There are many reasons people choose to move hundreds of miles to another state. Some have successfully landed a brand new job, while others take the leap and join their significant other in a new city. Some decide to move just for a chance to start over after a series of frustrating life events.
Moving to a new state is more complex than simply moving to a new neighborhood. There are many things to consider, like hiring movers and packing up your belongings. The list can seem endless, making it easy to forget some items.
There is plenty that you need to know if you’re going to have a relatively painless moving experience, including planning your move, transporting your belongings, and finding new employment and housing. Here’s your “this side up” guide to interstate moving.
Although the choice to start over can come on rather spontaneously, the sooner you can start planning your move, the better. It’s a massive project with dozens of moving parts, after all. It is generally advisable to start getting your ducks in a row at least eight weeks before your scheduled moving date.
One of the things you may not have considered yet is the logistics involved when shipping cars from state to state. First, you should look at different shipping companies for quotes and compare their rates and the type of shipping offered. Make time to take your car to a mechanic to ensure that there aren’t any leaks or faults before your car shipping company loads your vehicle, and leave about a quarter of a tank of gas in the car for loading and unloading.
Moving to a new state is not only an emotional undertaking but a logistical one as well. You will need to move all of your belongings, from furniture and clothing to the miscellaneous pots and pans you’ve collected over the years.
However, not all belongings are worth keeping. You may have outgrown items or items that have negative memories associated with them. A t-shirt from an ex, for example, or a stained futon you’ve had since college might not make it onto the moving truck. You don’t need to hold onto belongings that won’t serve you in your new life or trigger a negative emotional response, especially if you’re trying to start over.
Once you’ve gone through all of your belongings and determined what you want to keep and what you don’t, there are numerous ways to discard anything that isn’t moving with you. You could throw unwanted items away or consider donating them to your favorite charity if they’re of good quality. You could also host a garage sale and earn a little extra cash to help fund your move.
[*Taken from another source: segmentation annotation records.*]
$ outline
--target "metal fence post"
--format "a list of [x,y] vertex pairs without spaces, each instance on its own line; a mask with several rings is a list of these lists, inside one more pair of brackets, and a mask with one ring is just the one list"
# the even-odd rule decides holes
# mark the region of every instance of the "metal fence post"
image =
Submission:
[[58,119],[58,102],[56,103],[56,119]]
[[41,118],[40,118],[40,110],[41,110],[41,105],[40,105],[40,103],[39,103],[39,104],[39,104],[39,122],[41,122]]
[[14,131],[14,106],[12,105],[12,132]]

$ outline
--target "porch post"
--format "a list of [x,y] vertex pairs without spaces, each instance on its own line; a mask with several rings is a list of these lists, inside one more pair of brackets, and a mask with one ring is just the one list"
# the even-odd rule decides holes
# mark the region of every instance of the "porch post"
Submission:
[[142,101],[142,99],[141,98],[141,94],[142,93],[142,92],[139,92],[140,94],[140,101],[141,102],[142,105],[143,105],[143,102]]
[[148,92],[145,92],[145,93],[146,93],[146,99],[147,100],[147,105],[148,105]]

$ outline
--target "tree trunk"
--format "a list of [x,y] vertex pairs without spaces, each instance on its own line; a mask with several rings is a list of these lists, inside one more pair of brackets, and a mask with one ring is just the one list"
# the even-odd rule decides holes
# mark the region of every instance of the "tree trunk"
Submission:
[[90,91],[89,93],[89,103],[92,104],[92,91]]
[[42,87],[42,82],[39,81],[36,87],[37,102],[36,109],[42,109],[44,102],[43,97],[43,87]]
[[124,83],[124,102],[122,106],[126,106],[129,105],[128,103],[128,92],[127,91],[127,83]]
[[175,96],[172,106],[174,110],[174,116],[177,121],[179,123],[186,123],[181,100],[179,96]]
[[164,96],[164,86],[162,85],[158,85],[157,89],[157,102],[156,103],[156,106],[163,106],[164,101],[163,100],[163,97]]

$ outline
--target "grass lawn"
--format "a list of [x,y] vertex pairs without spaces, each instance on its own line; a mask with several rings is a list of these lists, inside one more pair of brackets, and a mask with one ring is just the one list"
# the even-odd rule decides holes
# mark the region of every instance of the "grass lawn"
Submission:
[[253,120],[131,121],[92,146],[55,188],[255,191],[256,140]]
Moving to a new state is challenging without the help of a reputable moving company. It may seem romantic to pare all of your belongings down into a car’s worth of suitcases, but that isn’t realistic for most.
You probably don’t want to hire the first company you find online without doing a little bit of research. That path could lead to working with an unprofessional team that adds more stress to your move than necessary. It could also lead you straight to scammers.
To find movers you can trust, research three or four companies by looking at customer reviews and obtaining quotes from each to ensure the prices are fair and their work is transparent. You can compare companies through the Better Business Bureau, the FMCSA, or the American Moving & Storage Association.
Once you arrive in your new state, it stands to reason that you’ll need a place to live. Before you pack up your life into boxes and travel across state lines, make sure that you set up some form of housing so you have somewhere to go. It could be temporary, like a sublease or short-term rental. Just someplace you’ll be able to rest your head at night until you find a more permanent home.
In the same vein, you’ll likely need a job to make your new life successful. If possible, try to apply for jobs in your new area before you move, so at the very least, you’ll have several interviews set up when you arrive. If you’re lucky, you’ll be able to land a new job before your moving funds run out.
Starting over in a new state doesn’t mean you can abandon necessary paperwork. Before you move, ensure that you have organized all of your valuable documents and licenses, including diplomas and transcripts, birth certificates and social security cards, your marriage license, and other related items.
Keep in mind that there are documents you’ll have to get new versions of when you move. It will be essential to put together a plan for acquiring a new driver’s license once you arrive in your new state, as well as various registration and insurance policies.
Moving can be stressful, but that doesn’t mean it has to be impossible. Do your best to plan so that you can account for all of the logistical aspects of moving and make time for donating or selling unwanted items. Most importantly, have faith that this move is the right thing for you.